Au niveau de l’Alliance présidentielle, ses membres tournent dans le vide. À un certain moment, le pôle islamo-conservateur a pris le dessus et a essayé d’assouplir selon ses propres desiderata et fantasmes les termes de la Charte pour la paix et la réconciliation nationale. Il en fait une lecture tronquée et spécieuse pour câliner les franges les plus extrémistes exclues de l’activité politique par ladite Charte.
Les derniers attentats d’Alger montrent, encore une fois, que l’on ne peut pas tergiverser ou louvoyer avec cette mouvance qui a juré la perte de l’Algérie républicaine et novembriste. En désertant le terrain, certains démocrates ne mesurent probablement pas le poids de la responsabilité historique qui pèse sur l’élite éclairée de ce pays. Les marches populaires de mardi dernier devraient les rappeler à leur devoir. Mais, ce silence assourdissant ne pouvait pas prolonger éternellement et impunément la vacuité des lieux.

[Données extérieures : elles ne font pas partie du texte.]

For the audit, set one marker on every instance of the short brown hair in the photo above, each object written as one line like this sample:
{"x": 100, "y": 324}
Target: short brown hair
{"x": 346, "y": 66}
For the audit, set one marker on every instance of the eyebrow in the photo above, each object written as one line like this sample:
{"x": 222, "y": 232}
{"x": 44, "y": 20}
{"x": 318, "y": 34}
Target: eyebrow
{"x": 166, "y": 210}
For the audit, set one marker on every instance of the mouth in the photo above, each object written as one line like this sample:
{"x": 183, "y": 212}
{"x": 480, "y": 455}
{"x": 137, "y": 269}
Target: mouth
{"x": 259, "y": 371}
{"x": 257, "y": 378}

C’est à ce titre que l’on peut apprécier la nouvelle initiative républicaine qui, se basant sur la convergence des valeurs de la République et de la démocratie, tente de tracer le chemin pour une alternative autre qu’islamiste ou conservatrice. Décidés à affronter ensemble l’épreuve des élections législatives du 17 mai, l’ANR, l’UDR et l’aile de Ali Hocine du MDS montrent le chemin de ce qui aurait dû être la philosophie des partis démocrates depuis les années 1990. Mieux vaut tard que jamais ; les dernières évolutions du climat sécuritaire et les vieilles revendications démocratiques toujours pendantes devant l’histoire tourmentée du pays ne peuvent se passer de ce genre de regroupement.